D: And who is this friend?
A: She is the one with whom I meditated yesterday. Every week we get together with another woman and we sit in silence for a half hour in the garden. This would be the Mystic archetype. This friend also edited the blog I wrote recently for the new community garden, which was about grief. And now we are at the Mourner archetype.
D: Et voila, you have covered them all. Of course there is more to say, but you have done it.
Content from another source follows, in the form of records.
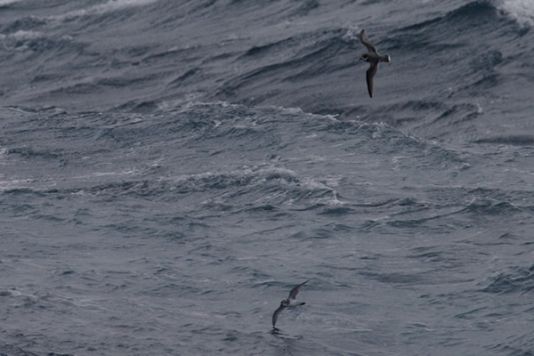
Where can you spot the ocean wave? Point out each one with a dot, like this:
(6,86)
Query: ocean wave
(517,280)
(520,10)
(100,9)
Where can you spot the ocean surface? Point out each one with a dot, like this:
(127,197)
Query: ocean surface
(169,170)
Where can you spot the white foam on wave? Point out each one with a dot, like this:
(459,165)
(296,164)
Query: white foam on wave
(521,10)
(109,6)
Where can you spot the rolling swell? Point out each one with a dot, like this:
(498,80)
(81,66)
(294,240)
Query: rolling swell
(169,169)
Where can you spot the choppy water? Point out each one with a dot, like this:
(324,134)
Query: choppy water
(170,169)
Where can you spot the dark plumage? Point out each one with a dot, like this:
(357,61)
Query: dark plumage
(373,58)
(285,303)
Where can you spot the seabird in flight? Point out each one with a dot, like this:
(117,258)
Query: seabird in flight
(285,303)
(373,57)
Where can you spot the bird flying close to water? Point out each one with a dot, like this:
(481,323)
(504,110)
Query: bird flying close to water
(285,303)
(373,58)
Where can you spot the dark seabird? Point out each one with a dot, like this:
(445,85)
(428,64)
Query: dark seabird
(373,57)
(285,303)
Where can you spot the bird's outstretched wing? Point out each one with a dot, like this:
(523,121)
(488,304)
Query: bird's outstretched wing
(275,314)
(295,290)
(370,75)
(365,41)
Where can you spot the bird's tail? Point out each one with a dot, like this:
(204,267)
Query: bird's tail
(385,58)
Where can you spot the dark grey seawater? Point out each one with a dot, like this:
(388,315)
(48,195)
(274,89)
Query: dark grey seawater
(170,169)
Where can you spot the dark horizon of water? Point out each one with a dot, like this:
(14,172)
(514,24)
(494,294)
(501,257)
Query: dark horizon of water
(170,169)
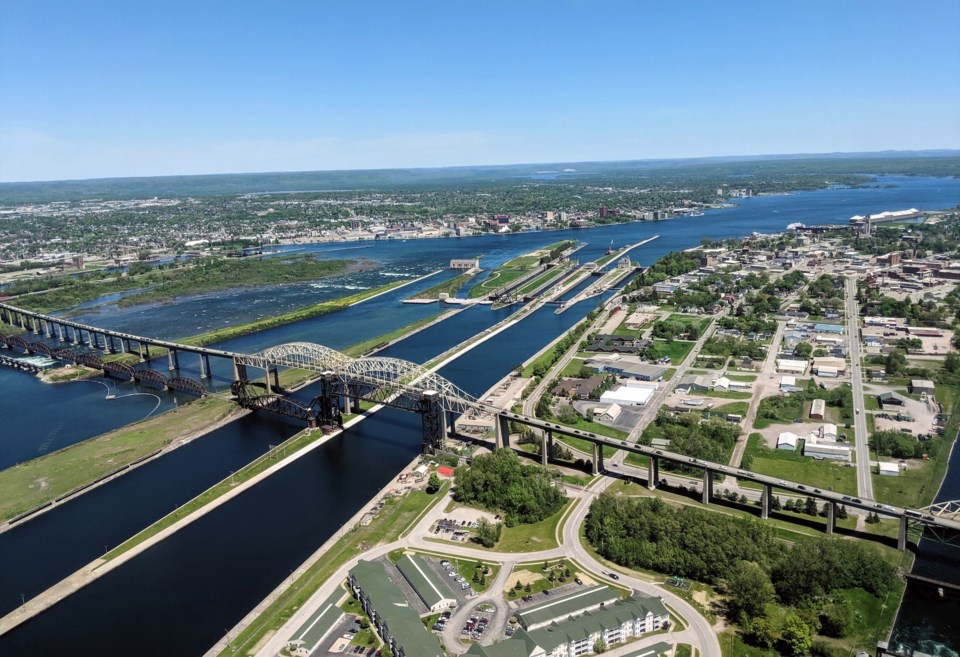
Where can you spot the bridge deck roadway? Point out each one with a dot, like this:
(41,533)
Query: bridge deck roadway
(119,334)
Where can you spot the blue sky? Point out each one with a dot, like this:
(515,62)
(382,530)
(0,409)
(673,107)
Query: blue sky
(97,88)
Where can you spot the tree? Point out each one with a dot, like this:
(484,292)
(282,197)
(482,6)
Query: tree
(796,636)
(749,588)
(951,362)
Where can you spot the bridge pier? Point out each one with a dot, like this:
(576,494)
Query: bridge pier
(239,371)
(205,369)
(597,459)
(546,444)
(434,421)
(502,428)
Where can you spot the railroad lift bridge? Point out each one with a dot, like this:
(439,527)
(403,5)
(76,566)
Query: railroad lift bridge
(345,381)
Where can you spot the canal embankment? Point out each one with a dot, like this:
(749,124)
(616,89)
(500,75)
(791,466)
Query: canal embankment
(39,485)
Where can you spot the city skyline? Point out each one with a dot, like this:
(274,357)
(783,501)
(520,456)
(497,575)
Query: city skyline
(115,90)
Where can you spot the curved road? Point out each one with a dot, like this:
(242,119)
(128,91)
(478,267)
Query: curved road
(698,631)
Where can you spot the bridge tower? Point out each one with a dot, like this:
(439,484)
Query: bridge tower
(329,400)
(434,421)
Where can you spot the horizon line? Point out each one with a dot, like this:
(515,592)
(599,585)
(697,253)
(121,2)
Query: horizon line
(924,152)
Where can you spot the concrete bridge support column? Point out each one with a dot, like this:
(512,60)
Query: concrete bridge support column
(205,368)
(239,371)
(502,429)
(653,472)
(354,402)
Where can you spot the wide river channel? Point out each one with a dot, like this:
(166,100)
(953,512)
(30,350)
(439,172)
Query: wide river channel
(180,596)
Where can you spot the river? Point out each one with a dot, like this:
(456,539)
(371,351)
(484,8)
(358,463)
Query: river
(179,597)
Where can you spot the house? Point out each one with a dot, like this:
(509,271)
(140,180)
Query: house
(838,364)
(609,414)
(891,399)
(817,409)
(430,588)
(576,635)
(665,289)
(787,440)
(397,623)
(577,388)
(889,469)
(640,372)
(828,432)
(791,366)
(829,451)
(836,329)
(555,609)
(694,383)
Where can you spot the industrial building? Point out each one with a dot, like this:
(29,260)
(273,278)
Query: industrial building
(628,395)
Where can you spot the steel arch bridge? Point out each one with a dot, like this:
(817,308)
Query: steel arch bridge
(389,381)
(941,511)
(378,377)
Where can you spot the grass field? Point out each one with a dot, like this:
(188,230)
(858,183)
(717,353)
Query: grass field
(449,287)
(504,274)
(792,466)
(676,350)
(28,485)
(394,518)
(287,448)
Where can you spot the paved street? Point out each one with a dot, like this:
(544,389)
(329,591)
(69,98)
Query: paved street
(864,480)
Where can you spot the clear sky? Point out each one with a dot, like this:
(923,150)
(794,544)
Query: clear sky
(126,88)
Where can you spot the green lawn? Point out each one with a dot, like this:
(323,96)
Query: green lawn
(676,350)
(532,538)
(702,322)
(504,274)
(28,485)
(728,394)
(736,408)
(792,466)
(395,517)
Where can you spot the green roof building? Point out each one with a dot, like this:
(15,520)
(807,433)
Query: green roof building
(396,622)
(614,623)
(562,607)
(432,589)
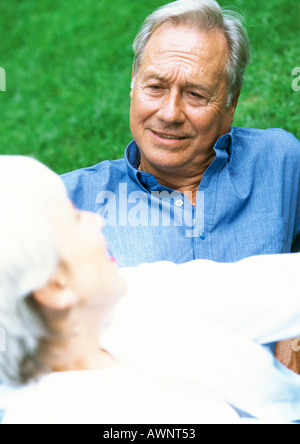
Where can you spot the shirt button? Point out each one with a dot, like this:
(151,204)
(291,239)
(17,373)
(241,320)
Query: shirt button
(179,203)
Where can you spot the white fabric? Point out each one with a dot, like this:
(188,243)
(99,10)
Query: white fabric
(186,338)
(114,396)
(200,322)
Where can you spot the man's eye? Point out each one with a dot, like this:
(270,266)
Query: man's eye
(194,94)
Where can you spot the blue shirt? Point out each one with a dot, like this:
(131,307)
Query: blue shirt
(247,204)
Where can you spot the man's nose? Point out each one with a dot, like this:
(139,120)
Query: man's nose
(171,108)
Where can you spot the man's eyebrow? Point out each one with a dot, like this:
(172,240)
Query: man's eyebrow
(199,87)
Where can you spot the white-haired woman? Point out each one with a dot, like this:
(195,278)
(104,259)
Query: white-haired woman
(58,288)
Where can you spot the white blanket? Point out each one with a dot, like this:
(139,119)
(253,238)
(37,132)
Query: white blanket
(204,321)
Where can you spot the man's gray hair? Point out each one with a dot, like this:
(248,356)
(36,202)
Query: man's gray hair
(205,15)
(28,259)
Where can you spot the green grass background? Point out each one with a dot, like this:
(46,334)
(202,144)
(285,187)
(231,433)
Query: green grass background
(68,68)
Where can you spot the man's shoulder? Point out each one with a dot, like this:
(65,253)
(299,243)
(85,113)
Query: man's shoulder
(275,142)
(98,171)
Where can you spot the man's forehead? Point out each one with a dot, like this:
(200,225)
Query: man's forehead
(186,41)
(184,52)
(187,47)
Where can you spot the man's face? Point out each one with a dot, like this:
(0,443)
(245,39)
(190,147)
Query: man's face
(178,108)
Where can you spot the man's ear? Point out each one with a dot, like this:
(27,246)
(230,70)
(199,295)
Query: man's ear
(132,81)
(57,294)
(234,103)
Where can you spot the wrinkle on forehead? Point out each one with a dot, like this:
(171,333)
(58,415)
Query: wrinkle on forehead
(181,47)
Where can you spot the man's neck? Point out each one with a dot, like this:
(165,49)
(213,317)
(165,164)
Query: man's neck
(185,180)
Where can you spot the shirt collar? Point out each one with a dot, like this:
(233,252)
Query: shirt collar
(147,180)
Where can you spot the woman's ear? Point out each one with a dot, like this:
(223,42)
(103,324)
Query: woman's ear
(57,294)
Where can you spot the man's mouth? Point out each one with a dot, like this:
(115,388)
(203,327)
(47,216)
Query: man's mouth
(169,136)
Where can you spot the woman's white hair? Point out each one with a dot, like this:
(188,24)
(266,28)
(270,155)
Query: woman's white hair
(28,259)
(205,15)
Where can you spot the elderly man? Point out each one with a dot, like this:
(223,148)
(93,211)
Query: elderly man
(58,287)
(191,185)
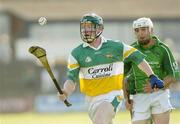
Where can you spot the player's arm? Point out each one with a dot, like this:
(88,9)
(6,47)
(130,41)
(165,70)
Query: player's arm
(170,67)
(73,73)
(136,57)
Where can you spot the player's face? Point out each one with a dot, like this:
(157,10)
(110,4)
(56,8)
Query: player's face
(143,35)
(89,31)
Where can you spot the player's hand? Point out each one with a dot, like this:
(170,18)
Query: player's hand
(147,88)
(129,104)
(156,83)
(63,96)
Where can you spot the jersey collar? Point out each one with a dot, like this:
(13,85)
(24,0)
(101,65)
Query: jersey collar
(103,40)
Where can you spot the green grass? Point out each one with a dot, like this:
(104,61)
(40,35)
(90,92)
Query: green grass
(67,118)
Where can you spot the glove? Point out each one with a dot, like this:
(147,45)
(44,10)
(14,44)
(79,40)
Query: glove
(156,82)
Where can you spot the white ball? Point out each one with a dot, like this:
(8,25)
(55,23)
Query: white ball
(42,20)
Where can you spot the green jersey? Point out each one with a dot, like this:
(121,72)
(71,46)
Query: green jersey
(101,70)
(161,61)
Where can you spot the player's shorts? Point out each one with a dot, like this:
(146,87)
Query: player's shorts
(154,103)
(113,97)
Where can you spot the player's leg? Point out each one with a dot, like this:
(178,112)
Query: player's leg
(141,109)
(162,118)
(161,107)
(104,113)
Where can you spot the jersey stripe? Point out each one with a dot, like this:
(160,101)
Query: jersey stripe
(103,70)
(129,52)
(102,85)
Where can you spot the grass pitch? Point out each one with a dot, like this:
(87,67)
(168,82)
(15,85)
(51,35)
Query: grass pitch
(68,118)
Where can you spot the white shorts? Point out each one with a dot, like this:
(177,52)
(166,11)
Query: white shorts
(114,97)
(144,105)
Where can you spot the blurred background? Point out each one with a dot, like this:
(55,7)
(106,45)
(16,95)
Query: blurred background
(26,87)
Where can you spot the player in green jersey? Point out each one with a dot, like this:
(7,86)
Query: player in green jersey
(98,65)
(146,102)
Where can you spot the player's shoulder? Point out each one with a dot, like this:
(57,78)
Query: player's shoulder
(163,45)
(134,44)
(77,49)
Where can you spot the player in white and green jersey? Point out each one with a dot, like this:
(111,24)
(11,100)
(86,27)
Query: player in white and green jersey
(147,103)
(98,65)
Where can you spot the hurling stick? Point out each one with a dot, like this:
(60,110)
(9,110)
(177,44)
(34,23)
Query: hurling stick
(40,53)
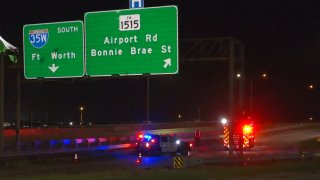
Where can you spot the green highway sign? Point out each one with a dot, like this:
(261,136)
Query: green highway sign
(53,50)
(132,41)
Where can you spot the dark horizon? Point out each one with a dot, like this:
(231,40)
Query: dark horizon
(281,39)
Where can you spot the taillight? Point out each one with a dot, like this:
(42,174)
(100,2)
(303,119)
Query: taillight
(247,129)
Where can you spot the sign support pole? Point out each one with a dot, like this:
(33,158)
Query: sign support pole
(1,103)
(18,112)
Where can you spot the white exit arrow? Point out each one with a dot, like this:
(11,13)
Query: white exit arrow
(167,62)
(53,68)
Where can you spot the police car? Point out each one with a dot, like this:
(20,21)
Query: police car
(154,144)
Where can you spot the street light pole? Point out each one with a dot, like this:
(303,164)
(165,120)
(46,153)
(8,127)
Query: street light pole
(81,118)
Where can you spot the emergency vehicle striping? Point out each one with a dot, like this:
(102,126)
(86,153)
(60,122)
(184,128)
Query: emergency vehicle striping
(178,162)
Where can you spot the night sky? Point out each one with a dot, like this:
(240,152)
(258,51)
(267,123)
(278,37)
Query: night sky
(281,39)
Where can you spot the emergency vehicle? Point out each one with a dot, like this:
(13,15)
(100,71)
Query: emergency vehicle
(244,133)
(154,144)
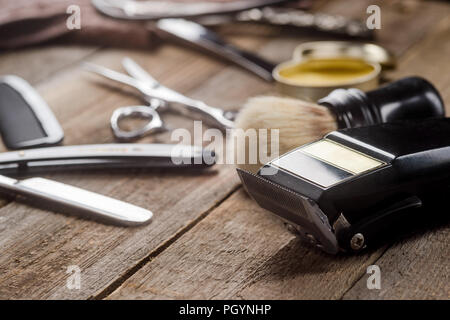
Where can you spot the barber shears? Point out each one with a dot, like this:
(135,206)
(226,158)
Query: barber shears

Now go get that gift!!
A: Okay Di. Thanks! Talk soon.
The Five Archetypes
I have been exploring five “characters” which represent different aspects of my experience which are asking for attention. They help me get clearer about what I need and to discern how I can meet those needs when I am tending myself.
To illustrate these archetypes, I share some photos below. The double image was a discovery I stumbled upon in iMovie as I was editing some videos of me dancing in our living room. What makes it so relevant and meaningful to this process of caregiving is that it acknowledges the relationship with myself.
The Child
is the one who needs embracing; to be held, snuggled and cuddled.
The Muse
needs play, to express, explore and create beauty in colour, texture and composition.
The Lover
needs self-pleasure, to feel loved, admired, desired, appreciated.
The Mystic
needs shifts in perception; through meditation, or noticing awe and wonder.
The Mourner
needs to grieve, cry, weep, sob and release into feeling.
Over the next few posts, I will share poems, stories and more images about the archetypes.
Do you experience these archetypes when you are caring for yourself?
Are there other parts of you that regularly ask for (or demand) your attention?